Gerrit Cole is really mad and it’s not even July 24 yet
By Mark Powell
Gerrit Cole is already acting angsty and the regular season is still weeks away.
When the New York Yankees signed Gerrit Cole this offseason, they got his attitude, too. Cole signed a massive $324 million deal in Dec., filling a huge hole for a Yankees team that lacked a legitimate ace in the 2019 postseason, despite the best efforts of James Paxton and Masahiro Tanaka.
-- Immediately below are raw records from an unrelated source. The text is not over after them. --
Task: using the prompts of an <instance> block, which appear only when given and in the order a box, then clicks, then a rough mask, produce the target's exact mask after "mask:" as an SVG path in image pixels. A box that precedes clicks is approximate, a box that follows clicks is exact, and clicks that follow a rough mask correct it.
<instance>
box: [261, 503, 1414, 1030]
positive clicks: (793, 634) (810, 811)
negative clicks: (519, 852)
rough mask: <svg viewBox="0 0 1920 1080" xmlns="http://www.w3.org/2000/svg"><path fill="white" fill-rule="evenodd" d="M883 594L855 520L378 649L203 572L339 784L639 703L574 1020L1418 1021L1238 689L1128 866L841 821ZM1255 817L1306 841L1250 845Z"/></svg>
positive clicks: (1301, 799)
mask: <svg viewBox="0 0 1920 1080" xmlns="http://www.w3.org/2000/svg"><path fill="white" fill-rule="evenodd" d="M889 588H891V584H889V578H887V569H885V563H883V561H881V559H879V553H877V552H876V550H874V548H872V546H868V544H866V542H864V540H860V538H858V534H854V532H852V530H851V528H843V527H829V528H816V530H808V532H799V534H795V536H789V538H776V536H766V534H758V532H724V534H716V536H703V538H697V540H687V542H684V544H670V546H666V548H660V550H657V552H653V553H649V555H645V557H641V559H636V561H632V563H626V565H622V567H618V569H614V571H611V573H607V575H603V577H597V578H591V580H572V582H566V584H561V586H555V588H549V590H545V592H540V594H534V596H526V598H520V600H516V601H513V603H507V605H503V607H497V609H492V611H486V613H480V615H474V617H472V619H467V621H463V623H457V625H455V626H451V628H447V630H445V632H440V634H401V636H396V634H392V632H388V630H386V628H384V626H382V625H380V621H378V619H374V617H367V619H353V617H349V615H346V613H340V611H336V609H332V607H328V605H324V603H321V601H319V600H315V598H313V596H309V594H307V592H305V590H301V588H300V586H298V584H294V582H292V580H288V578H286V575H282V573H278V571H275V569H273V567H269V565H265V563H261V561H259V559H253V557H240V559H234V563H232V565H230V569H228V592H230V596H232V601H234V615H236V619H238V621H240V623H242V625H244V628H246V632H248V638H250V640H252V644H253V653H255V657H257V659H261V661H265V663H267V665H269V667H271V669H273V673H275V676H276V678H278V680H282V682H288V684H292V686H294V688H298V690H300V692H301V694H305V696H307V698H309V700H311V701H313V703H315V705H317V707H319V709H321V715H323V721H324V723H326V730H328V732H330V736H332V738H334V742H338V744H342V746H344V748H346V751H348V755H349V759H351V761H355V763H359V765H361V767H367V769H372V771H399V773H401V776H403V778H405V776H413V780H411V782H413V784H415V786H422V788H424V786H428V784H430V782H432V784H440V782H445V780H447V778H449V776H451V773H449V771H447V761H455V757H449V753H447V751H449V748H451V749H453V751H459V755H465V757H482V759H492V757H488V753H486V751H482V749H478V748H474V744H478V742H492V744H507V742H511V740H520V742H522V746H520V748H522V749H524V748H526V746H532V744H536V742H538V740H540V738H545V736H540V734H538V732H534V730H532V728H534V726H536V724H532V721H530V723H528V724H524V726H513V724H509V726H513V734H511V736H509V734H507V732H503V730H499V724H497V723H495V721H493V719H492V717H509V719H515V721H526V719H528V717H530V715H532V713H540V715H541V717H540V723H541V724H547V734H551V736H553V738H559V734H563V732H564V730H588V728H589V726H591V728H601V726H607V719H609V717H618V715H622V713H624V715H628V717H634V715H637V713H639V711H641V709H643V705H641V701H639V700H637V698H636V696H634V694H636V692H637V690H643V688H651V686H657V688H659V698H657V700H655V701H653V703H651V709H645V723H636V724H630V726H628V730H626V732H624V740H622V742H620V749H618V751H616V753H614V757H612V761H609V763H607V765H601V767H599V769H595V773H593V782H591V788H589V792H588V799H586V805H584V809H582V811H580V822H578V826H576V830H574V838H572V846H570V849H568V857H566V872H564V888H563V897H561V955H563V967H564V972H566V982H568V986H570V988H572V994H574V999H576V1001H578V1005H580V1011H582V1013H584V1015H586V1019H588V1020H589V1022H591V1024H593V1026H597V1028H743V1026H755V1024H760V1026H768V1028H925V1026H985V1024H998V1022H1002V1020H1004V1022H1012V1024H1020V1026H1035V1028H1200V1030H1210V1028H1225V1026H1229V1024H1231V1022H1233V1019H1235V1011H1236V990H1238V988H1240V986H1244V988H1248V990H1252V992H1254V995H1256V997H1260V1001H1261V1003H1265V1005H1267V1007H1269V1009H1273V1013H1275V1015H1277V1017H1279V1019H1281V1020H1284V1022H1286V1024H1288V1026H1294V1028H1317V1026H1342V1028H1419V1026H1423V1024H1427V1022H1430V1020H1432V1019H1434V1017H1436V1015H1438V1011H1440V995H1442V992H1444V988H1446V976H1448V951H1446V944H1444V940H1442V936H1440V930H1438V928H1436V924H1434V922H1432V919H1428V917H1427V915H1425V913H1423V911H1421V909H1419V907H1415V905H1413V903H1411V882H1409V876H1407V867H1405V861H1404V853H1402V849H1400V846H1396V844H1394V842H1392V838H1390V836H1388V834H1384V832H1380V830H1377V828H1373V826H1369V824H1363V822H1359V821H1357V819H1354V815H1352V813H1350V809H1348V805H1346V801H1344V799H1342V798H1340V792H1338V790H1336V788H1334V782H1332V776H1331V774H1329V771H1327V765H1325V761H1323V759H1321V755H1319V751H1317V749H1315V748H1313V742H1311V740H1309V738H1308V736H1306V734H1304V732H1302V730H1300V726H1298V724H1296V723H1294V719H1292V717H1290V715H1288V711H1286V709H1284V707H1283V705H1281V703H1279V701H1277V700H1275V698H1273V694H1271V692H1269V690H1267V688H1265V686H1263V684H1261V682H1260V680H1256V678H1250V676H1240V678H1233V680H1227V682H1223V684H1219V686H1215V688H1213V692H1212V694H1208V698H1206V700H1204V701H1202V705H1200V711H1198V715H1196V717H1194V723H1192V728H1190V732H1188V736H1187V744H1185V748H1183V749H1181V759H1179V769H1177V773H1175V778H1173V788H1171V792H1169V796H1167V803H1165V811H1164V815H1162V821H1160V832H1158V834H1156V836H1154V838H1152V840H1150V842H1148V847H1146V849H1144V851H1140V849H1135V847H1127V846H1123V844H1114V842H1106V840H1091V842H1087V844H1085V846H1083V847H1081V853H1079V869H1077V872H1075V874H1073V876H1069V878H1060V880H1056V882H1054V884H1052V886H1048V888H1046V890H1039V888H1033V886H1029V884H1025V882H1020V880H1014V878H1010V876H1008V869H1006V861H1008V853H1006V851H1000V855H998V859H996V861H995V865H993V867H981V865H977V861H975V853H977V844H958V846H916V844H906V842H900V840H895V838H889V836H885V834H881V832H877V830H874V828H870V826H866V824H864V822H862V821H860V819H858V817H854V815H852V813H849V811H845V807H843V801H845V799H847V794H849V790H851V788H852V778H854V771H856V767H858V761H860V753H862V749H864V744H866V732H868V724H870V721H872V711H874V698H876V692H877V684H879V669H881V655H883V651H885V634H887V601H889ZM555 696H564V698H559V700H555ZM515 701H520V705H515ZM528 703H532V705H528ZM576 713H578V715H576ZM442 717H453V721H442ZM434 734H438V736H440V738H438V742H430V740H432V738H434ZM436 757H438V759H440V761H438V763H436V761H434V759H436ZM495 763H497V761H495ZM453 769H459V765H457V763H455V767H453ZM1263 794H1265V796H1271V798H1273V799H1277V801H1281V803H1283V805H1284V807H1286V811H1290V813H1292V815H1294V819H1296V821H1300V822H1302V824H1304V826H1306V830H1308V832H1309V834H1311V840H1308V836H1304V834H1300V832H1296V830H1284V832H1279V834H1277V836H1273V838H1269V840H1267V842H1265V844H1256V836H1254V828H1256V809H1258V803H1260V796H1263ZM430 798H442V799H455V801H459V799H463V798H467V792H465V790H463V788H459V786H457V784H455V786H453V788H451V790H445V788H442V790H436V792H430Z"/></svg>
Cole took his game to another level in his two-season stint with the Houston Astros, and finished second in AL Cy Young voting, going 20-5 record paired with a 2.50 ERA. After sitting out three months thanks to the COVID-19 pandemic, Cole is just as grumpy as the rest of us, and looked as much in the Yankees intrasquad matchup on Tuesday.
Gerrit Cole was angry after being forced to trade out baseballs in the Yankees intrasquad game.
Cole struck out teammate Mike Tauchman, and after the ball went around the horn, he tried to keep it for the next batter. The Yankees staff, and game umpire, weren’t having it, and forced the 29-year-old to use a new baseball, much to his chagrin.
Cole’s reaction wasn’t favorable, but such policies are something MLB players are going to have to get used to. Baseball is arguably America’s dirtiest sport, in that players frequently lick their fingers and spit, all of which makes contact with the ball at one point or another. It’s unsanitary to begin with, and to ask players to suddenly change their in-game habits is a tall task, even if they mean well.
The Yankees hurler surely didn’t mean anything by his immediate reaction, but it speaks to a far greater problem as MLB implements a 60-game season — it’s not that players cannot accept change, it’s that their habits are so ingrained in their heads that suddenly changing course isn’t easy. And as we’ve seen in this pandemic, one slip-up can ruin everything.